And I insisted even more on that, some examples where there is no tragedy. I was saying: we don’t live in simple sensorimotor schemas; the sensorimotor schema that we keep living is of this type. As a result, I was moving on to my action-image second type, and for those who were here last year, you remember, it was very simple. It was the A-S-A’ formula. But that changed everything, because it was about this: suppose this time the situation isn’t…, I would say almost there as well, it’s a sensorimotor schema, but it’s a reversed sensorimotor schema. This is the reverse of the previous sensorimotor schema, but still, it will not be a question only of turning it backwards.
I’m saying, the situation — I can’t even say the situation; this time, I would say the process — the action-situation-new action process is completely different from our earlier formulation. It is not the same action-image. It is an action-image of a completely different type. And especially in cinema where you distinguish, once again, you are not mistaken, these are very different types of action-images, but also in literature. What is happening? Well, this is an action that will reveal a situation that is not given. [Pause] It’s going to reveal a piece of the situation. You are in the dark, a blind action that will force a dark situation [Pause] to reveal itself, to show one of its aspects. And sometimes you are in this process. You are, at all costs, at all costs, I must do something. I don’t even understand what point I’ve reached. This is no longer immersion at all. The situation, to you it’s … [Interruption in the recording] [55:47]

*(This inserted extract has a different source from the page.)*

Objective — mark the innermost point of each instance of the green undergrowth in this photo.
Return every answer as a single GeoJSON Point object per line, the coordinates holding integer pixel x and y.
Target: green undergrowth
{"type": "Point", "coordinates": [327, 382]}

… You see, this is the A-S formulation, situation revealed by action, and according to what is revealed of the situation, you complete a second action A-S-A’. It is also a sensorimotor schema. But for convenience, I call it “inverted sensorimotor schema”.[4] It is no longer at all the great organic representation. You feel that it is an action-image of a completely different type. And then we would find ourselves, if I’m right, we would find ourselves — which I couldn’t do well last year — faced with the same necessity — it would be better, all these are attempts; if they work, we should have, in a relatively simple way, some signs of composition which would indicate a bipolarity and then a sign of genesis. — [Pause]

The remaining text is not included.